RAM data loss testing
A data retention fault (DRF) occurs when a memory cell loses its previously stored logic value after a certain period of time during which it has not been accessed. This is typically due to a defect in the refresh logic of a DRAM, but loss of data over longer periods also has been observed for SRAM. The following test looks for a DRF. RAM manufacturers run such tests at high temperatures because the likelihood of DRFs dramatically increases with high temperatures. The waiting times are typically between 100 and 500ms.
{↕(w0);wait;↑(r,w1);wait;↑(r)}
Dynamic faults
We will go one step further and extend our fault model by a very mean kind of dynamic memory faults: dirty faults. A read access, that directly follows a write access, changes the data of a cell but the read access nevertheless gives the previous correct data. This awful fault can show up in reality and test “March RAW” (read after write) finds it for us.

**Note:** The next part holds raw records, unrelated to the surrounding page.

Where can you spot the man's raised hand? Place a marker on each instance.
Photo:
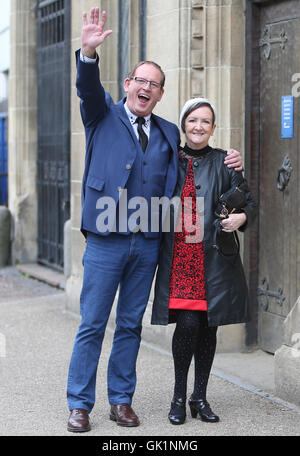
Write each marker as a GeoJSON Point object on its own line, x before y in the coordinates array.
{"type": "Point", "coordinates": [93, 34]}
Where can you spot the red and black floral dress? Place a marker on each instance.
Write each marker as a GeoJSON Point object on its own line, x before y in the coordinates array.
{"type": "Point", "coordinates": [187, 282]}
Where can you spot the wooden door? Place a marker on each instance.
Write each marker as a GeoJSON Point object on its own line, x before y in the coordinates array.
{"type": "Point", "coordinates": [278, 47]}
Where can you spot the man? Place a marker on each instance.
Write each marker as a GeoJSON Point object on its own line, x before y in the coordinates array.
{"type": "Point", "coordinates": [130, 153]}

{↕(w0);↑(r,w0,r,r,w1,r);↑(r,w1,r,r,w0,r);↓(r,w0,r,r,w1,r);↓(r,w1,r,r,w0,r);↕(r)}
Readers, who are interested in what physically must happen in a chip for such a dirty fault to appear, are referred to [3].
You cannot find all
When you search the internet for RAM tests, you will find fault models that cover much more than what I have presented in this post. Most prominent among what we have not covered are Neighborhood Pattern Sensitive Faults (NPSF). An example of a fault of this family is the case where a cell changes its data because of the change of the bit pattern in its neighborhood on the chip. Tests that look for NPSF are typically run by chip manufacturers, not by users. The detection of NPSF is hard for end users of RAM because they do not know the chip architecture.
If the developers of a safety-critical electronic device implement March B or March RAW and another test that looks for DRF, to my opinion then they do a very good job. The tests won’t find all memory faults that are possible, but the most probable ones for sure. The direct consequence of the fact that a BIST cannot find all RAM faults is already reflected in the many recommendations of the IEC 61508. For systems of high integrity levels, these recommendations include the use of error detection codes, parity bits and hardware redundancy.
Acknowledgments
Many thanks to Prof. Ad van de Goor for help and advice. Ad van de Goor is a professor emeritus from the TU Delft.
References
- Ad J. van de Goor, C. A. Verruijt: An Overview of Deterministic Functional RAM Chip Testing. ACM Computing Surveys, Vol. 22, No. 1, March 1990.
- A. J. van de Goor, Testing Seminconductor Memories, Theory and Practice. ComTex, Publishing Gouda, NL, 1998.
- S. Hamdioui, Z. Al-Ars, Ad J. van de Goor, M. Rodgers: Dynamic Faults in Ramdom-Access Memories; Concept, Fault Models and Tests. Journal of Electronic Testing: Theory and Applications, Vol 19, 2003, pages 195-205.
1 thought on “Testing RAM in high-integrity embedded systems”
Very nice article. I came across this march algorithm in my current project and looking for a understanding of it. This is well written and clear.